Thursday, 31 July 2008

SQL Server 2005 INDEXING

I like the quote said by "William James" (from MCITP Server 2005 Database Administration book):

~The art of being wise is the art of knowing what to overlook~

Anyway... here are the gists for INDEXES.

Indexes: Clustered + Nonclustered; Heap = the absence of index on a column

Clustered

Like a dictionary or phone book, the data is kept in *sorted* order

Leaf level rows = Data rows

Nonleaf level pages and data are in seperate storage areas

Only one clustered index on a table

PRIMARY KEY = Clustered by default

Nonclustered

Like the index in the back of the book.

Storage: 8 pages within an extent; 8KB for each page; so total 64KB for an extent;

When SQL Server reads data off the disk, it reads full extents at a time.

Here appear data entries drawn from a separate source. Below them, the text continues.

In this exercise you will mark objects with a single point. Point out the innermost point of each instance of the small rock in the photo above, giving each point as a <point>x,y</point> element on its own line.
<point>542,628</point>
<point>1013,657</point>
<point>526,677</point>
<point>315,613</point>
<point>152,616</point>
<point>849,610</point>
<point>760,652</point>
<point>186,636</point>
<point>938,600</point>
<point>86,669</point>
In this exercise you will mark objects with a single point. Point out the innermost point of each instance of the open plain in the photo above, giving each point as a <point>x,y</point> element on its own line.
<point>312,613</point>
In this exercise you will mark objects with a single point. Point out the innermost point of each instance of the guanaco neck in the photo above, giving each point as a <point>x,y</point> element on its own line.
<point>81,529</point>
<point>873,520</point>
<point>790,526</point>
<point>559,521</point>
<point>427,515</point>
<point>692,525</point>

We can have up to 249 nonclustered indexes on a table.


Columns that are good candidates for indexes are _____

Primary keys and foreign keys

Cols that are frequently referenced in queries

Cols that are searched for ranges of key values (with WHERE clauses)

Cols that need to be sorted (used in the ORDER BY clause)

Cols that are frequently grouped together during aggregation (i.e., AVG func)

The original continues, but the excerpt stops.